Namun, Imam Al-Ghazali dalam kitab "Ihya Ulumiddin" menyebutkan bahwa wanita hamil atau menyusui yang tidak sanggup berpuasa karena khawatir terhadap kesehatan diri atau bayinya wajib membayar fidyah, atau boleh mengganti puasanya di luar bulan Ramadan sebanyak yang ditinggalkan.
Sementara itu, dalam situasi di mana wanita hamil hanya khawatir akan anaknya saja jika berpuasa, Syaikh Yahya menyebutkan bahwa terdapat perbedaan pandangan di kalangan ulama:
- Ulama Syafi'iyah dan Hanbaliyah memandang bahwa ibu hamil dan menyusui harus mengganti puasa dan membayar fidyah.
- Madzhab Maliki dan sebagian ulama Syafi'i berpendapat bahwa wanita hamil hanya perlu mengganti puasa, tidak wajib membayar fidyah. Sementara wanita menyusui harus mengganti puasa dan membayar fidyah.
- Sebagian ulama menyatakan bahwa wanita hamil dan menyusui hanya wajib membayar fidyah, tanpa mengganti puasa.
- Pandangan lain menyebutkan bahwa wanita hamil dan menyusui tidak wajib mengganti puasa atau membayar fidyah.
- Ada yang memberikan pilihan, yaitu membayar fidyah atau mengganti puasa, tergantung pada kesanggupan dan keinginan wanita tersebut.
- Madzhab Hanafi berpendapat bahwa wanita hamil dan menyusui hanya perlu mengganti puasa, tidak perlu membayar fidyah.
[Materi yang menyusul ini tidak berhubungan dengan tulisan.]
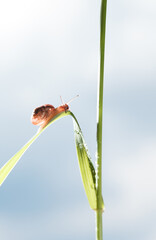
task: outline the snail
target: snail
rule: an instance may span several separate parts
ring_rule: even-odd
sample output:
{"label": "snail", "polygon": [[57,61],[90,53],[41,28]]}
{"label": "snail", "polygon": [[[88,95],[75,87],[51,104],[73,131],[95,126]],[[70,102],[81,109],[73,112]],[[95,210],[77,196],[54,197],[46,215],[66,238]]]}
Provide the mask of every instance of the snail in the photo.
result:
{"label": "snail", "polygon": [[[78,97],[77,95],[76,97]],[[68,104],[72,102],[76,97],[69,100],[67,103],[64,104],[62,97],[62,105],[55,108],[51,104],[45,104],[40,107],[37,107],[34,109],[32,116],[31,116],[31,122],[34,125],[40,126],[40,130],[44,128],[56,115],[67,112],[69,110]]]}

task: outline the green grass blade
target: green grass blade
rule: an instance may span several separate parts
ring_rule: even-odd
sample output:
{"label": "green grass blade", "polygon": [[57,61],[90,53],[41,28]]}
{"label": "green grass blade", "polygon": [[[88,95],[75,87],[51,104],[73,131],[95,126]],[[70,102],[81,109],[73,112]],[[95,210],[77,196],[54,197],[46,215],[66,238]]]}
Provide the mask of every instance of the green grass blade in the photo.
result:
{"label": "green grass blade", "polygon": [[[96,210],[97,196],[96,196],[95,169],[91,162],[91,157],[89,155],[88,148],[84,141],[84,137],[82,135],[82,131],[78,124],[78,121],[72,113],[70,113],[70,115],[74,119],[75,143],[76,143],[76,150],[77,150],[82,182],[84,185],[84,189],[85,189],[90,207]],[[103,203],[103,207],[104,207],[104,203]]]}
{"label": "green grass blade", "polygon": [[64,116],[71,115],[74,121],[74,134],[75,134],[75,142],[76,142],[76,150],[77,156],[79,161],[80,173],[82,177],[82,182],[84,185],[84,189],[90,204],[90,207],[94,210],[97,208],[97,197],[96,197],[96,181],[95,181],[95,169],[91,162],[91,158],[88,153],[87,146],[85,144],[82,131],[78,124],[77,119],[75,118],[74,114],[70,111],[63,112],[55,116],[52,121],[43,128],[40,132],[36,133],[28,143],[26,143],[1,169],[0,169],[0,185],[4,182],[7,178],[9,173],[13,170],[15,165],[18,163],[22,155],[25,151],[31,146],[31,144],[39,137],[39,135],[54,121],[62,118]]}
{"label": "green grass blade", "polygon": [[59,118],[62,118],[66,115],[69,115],[69,112],[61,113],[55,116],[52,121],[45,127],[43,128],[40,132],[38,132],[35,136],[33,136],[28,143],[26,143],[1,169],[0,169],[0,186],[4,182],[4,180],[7,178],[9,173],[13,170],[17,162],[20,160],[22,155],[25,153],[25,151],[29,148],[29,146],[39,137],[39,135],[54,121],[58,120]]}

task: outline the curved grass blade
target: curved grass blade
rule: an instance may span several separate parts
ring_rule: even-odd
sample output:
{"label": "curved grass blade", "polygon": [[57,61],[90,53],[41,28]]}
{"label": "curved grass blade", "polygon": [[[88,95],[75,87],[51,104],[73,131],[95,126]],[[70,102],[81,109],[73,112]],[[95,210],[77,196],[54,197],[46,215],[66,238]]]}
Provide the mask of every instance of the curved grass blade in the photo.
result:
{"label": "curved grass blade", "polygon": [[20,160],[22,155],[25,153],[25,151],[29,148],[29,146],[39,137],[39,135],[54,121],[58,120],[59,118],[62,118],[66,115],[69,115],[69,112],[63,112],[61,114],[58,114],[55,116],[49,124],[45,128],[43,128],[40,132],[37,132],[8,162],[0,169],[0,186],[4,182],[4,180],[7,178],[9,173],[12,171],[12,169],[15,167],[17,162]]}
{"label": "curved grass blade", "polygon": [[[81,128],[78,124],[77,119],[75,118],[73,113],[70,115],[74,119],[74,135],[75,135],[75,143],[77,156],[79,161],[79,167],[82,177],[82,182],[84,185],[84,189],[90,204],[90,207],[93,210],[97,209],[97,194],[96,194],[96,179],[95,179],[95,169],[91,162],[91,157],[88,152],[87,145],[84,141]],[[101,196],[102,198],[102,196]],[[103,203],[103,200],[102,200]],[[104,209],[104,203],[102,204]]]}
{"label": "curved grass blade", "polygon": [[79,161],[80,173],[82,177],[82,182],[84,189],[90,204],[90,207],[94,210],[97,208],[97,197],[96,197],[96,182],[95,182],[95,169],[91,162],[91,158],[88,153],[87,145],[85,144],[81,128],[78,124],[77,119],[74,114],[70,111],[63,112],[55,116],[47,126],[45,126],[41,131],[37,132],[28,143],[26,143],[1,169],[0,169],[0,185],[7,178],[9,173],[13,170],[15,165],[18,163],[25,151],[31,146],[31,144],[39,137],[39,135],[54,121],[71,115],[74,120],[74,134],[76,142],[76,150]]}

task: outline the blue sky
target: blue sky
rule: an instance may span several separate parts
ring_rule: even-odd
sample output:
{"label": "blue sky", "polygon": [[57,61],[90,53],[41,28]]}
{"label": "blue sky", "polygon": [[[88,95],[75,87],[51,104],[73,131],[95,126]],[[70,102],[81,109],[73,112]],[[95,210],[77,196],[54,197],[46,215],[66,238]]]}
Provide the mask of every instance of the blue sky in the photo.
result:
{"label": "blue sky", "polygon": [[[95,161],[100,1],[0,3],[0,166],[31,138],[33,109],[70,104]],[[156,239],[156,2],[108,1],[104,239]],[[70,117],[31,146],[0,189],[3,240],[95,239]]]}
Dalam hal ini, Syaikh Yahya menyatakan bahwa yang kuat menurutnya adalah kewajiban mengganti puasa saja bagi wanita hamil dan menyusui, tanpa membayar fidyah.
Namun, jika mereka tidak mampu mengganti puasa, maka kewajiban tersebut dapat diganti dengan membayar fidyah dengan memberi makan orang miskin sebagai ganti satu hari puasa.
Penting untuk dicatat bahwa wanita hamil dan menyusui diperbolehkan untuk tidak berpuasa jika mereka tidak mampu dan disertai dengan kesulitan yang membahayakan.